So as I am reading the Play for Scala book, I came across something odd that was explained in the book. This is the relevant snippet:
There's something strange going on, though. If you're using immutable classes—which vanilla case classes are—you might be worried when you discover that Squeryl updates your object's supposedly immutable id field when you insert the object. That means that if you execute the following code,
val myImmutableObject = Product(0, 5010255079763, "plastic coated blue", "standard paperclip, coated with blue plastic") Database.productsTable.insert(myImmutableObject) println(myImmutableObject)
the output will unexpectedly be something like:
Product(13, 5010255079763, "plastic coated blue", "standard paperclip, coated with blue plastic")
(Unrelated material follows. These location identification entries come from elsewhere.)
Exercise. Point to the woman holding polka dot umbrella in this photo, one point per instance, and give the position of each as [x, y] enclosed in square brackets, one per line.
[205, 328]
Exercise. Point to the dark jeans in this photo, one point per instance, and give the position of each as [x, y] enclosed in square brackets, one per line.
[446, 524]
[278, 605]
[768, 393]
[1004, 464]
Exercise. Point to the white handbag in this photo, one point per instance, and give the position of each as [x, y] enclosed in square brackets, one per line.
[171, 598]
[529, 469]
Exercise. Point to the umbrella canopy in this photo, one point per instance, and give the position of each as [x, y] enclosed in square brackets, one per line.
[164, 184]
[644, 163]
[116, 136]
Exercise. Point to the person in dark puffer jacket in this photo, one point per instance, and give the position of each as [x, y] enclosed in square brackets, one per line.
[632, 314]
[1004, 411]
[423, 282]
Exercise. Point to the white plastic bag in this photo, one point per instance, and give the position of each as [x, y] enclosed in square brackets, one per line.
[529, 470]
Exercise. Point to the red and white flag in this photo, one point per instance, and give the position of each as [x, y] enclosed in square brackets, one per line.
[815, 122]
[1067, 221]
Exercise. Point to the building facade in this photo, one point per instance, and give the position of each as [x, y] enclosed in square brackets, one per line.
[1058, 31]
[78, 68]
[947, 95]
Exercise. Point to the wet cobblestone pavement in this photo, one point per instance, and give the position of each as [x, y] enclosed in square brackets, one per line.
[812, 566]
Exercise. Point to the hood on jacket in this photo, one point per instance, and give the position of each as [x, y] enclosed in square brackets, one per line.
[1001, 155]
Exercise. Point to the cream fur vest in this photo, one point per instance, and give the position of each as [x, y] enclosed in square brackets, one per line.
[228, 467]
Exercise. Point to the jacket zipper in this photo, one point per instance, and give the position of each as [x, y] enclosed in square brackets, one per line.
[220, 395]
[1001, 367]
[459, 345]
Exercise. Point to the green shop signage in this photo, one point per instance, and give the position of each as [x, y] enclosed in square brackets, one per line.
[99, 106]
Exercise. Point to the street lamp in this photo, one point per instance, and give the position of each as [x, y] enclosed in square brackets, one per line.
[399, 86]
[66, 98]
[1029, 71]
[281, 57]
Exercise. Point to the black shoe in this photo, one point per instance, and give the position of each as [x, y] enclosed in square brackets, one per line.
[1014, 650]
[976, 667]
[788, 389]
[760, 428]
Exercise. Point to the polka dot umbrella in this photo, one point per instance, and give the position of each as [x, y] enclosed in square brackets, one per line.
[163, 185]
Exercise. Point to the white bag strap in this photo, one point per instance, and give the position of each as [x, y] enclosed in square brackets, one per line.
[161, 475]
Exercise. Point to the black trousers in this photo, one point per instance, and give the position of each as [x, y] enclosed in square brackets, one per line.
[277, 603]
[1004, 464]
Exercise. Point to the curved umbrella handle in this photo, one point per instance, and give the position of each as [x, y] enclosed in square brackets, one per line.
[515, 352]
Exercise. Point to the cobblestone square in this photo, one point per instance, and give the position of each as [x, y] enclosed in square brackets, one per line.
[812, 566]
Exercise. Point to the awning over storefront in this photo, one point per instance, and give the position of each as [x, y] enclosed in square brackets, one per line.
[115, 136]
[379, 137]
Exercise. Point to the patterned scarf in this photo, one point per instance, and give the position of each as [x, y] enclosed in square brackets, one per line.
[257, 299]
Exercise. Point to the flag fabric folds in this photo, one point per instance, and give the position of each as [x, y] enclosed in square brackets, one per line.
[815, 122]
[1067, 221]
. This can lead to bad situations if the rest of your code expects an instance of one of your model classes to never change. In order to protect yourself from this sort of stuff, we recommend you change the insert methods we showed you earlier into this:def insert(product: Product): Product = inTransaction { val defensiveCopy = product.copy productsTable.insert(defensiveCopy) }
My question is, given that the product class is defined like this:
import org.squeryl.KeyedEntity
case class Product(
id: Long,
ean: Long,
name: String,
description: String) extends KeyedEntity[Long]
Database
object is defined like this:
import org.squeryl.Schema
import org.squeryl.PrimitiveTypeMode._
object Database extends Schema {
val productsTable = table[Product]("products")
...
on(productsTable) { p => declare {
p.id is(autoIncremented)
}}
}
How then is it possible that a case class declared as val
can have one of its fields changed? Is Squeryl using reflection of some sort to change the field or is the book mistaken somehow?
I am not able to run the examples to verify what the case might be, but someone who has used Squeryl can perhaps give an answer?